Cast: Sonia Sanjari, Mohammadhossein Ziksari, Azadeh Abaadpoor, Hanieh Mofleh, Siamak Farsi, Foroogh Azizi, Negin Ahmadi, Shirin Harati, Hamed Nejabat

Read More Retouch


On the film’s origins:

“A few years ago, I was watching a video online. It began with a boy fixing his phone to a desk to a film himself, then he laid under a barbell and tried to lift it up. The barbell seemed to weigh about 100 kg. (220 lbs.) more or less. Usually when somebody does this, they ask a partner to help; nobody does it alone. It can be very dangerous.

Anyway, the boy did it. He lifted the barbell up and down and tried to lift it up again, but he couldn’t. It was such a terrible moment; the boy was about to die. After two minutes, his struggling started to look hilarious.
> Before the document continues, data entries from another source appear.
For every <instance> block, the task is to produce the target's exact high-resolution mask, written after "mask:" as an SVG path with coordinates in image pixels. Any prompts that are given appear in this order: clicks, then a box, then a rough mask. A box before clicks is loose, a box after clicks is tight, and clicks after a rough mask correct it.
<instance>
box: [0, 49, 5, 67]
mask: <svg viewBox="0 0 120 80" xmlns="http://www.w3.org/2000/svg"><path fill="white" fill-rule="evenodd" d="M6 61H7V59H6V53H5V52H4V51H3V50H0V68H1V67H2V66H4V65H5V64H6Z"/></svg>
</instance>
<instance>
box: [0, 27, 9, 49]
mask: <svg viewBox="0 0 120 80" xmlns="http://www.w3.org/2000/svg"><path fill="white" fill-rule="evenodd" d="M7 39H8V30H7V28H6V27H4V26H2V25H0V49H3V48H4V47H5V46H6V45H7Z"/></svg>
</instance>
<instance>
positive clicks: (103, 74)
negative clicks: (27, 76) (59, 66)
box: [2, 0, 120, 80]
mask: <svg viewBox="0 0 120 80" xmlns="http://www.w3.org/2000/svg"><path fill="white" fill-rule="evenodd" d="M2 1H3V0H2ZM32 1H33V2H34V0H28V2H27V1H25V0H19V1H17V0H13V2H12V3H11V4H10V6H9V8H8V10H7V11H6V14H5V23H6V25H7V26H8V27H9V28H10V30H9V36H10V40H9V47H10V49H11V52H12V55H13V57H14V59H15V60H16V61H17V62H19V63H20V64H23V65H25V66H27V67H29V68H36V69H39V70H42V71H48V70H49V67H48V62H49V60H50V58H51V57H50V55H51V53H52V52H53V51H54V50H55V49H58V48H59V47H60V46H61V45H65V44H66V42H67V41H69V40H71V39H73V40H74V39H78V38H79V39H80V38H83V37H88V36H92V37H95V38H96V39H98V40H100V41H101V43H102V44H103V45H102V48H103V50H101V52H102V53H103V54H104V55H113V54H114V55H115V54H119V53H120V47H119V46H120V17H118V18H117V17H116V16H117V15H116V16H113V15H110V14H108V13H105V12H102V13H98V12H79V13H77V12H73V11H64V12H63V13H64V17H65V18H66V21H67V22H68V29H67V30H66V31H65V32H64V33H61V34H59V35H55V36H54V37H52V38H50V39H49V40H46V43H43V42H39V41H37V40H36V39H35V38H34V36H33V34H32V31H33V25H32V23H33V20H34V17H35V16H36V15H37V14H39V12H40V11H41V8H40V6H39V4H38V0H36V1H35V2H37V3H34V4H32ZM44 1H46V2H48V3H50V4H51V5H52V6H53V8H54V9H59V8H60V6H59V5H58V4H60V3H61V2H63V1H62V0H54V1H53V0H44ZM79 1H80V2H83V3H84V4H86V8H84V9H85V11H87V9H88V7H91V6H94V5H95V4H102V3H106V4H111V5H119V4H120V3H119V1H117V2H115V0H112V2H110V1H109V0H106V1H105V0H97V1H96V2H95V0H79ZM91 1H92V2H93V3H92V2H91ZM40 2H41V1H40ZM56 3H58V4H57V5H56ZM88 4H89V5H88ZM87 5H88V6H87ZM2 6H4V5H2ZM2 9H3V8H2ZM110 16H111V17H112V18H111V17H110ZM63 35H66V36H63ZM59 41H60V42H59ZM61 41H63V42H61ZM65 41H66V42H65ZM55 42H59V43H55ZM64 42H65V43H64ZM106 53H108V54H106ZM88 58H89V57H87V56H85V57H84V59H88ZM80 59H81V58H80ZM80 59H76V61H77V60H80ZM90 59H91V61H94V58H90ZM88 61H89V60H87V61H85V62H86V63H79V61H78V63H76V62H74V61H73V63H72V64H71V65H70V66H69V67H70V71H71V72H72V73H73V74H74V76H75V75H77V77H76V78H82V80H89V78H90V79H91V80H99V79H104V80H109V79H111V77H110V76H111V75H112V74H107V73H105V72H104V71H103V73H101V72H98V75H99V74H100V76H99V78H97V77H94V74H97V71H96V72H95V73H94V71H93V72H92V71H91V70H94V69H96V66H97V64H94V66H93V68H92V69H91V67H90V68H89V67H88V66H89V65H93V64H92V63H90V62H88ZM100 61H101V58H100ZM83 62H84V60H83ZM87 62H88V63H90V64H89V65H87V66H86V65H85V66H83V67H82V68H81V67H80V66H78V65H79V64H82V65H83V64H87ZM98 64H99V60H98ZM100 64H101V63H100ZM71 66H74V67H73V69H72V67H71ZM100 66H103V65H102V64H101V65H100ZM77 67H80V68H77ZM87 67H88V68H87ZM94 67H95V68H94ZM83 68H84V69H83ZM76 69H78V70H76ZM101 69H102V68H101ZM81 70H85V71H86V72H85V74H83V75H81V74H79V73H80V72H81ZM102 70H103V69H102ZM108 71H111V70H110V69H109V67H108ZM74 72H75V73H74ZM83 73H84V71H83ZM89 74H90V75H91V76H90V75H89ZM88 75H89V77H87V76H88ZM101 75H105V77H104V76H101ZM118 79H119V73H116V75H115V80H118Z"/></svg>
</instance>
He couldn’t do anything, and there was nobody to help him. After five minutes, the video ends and the boy is safe. I don’t know how he was rescued.

This video spread everywhere. After viewing, I thought to myself: I watched this video for five minutes without blinking. It turned from a normal situation to a terrible situation, and then quickly moved to a hilarious one. This could be a great idea for a short film.”

On writing the script:

“It was like solving a puzzle. At first, I had a few main pieces; then I looked for the relation of these pieces to each other.”


On the title:

“Persian is a language full of scribbles, metaphors, and words that have different and sometimes even opposite meanings. The word “retouch” (rootoosh in Persian) has been borrowed from French. At first, it meant retouching and editing photos, but today it has more meanings. To me, the concept of this word is matched with Iranian pop culture: we Iranians are changing forms — retouching and censoring ourselves — from morning to night, either personally or by the government and power institutions.”

On making films in Iran and dealing with government censors:

“There are many things we cannot show in Iran. From the very beginning, we have to accept that if we want to make films here, we should follow the basic rules of censorship. We write the scripts and make films based on the rules. The rules are not written, so there are times we can’t tell where the line is. In these cases, the result depends on the taste and knowledge of the person in charge of checking the film.”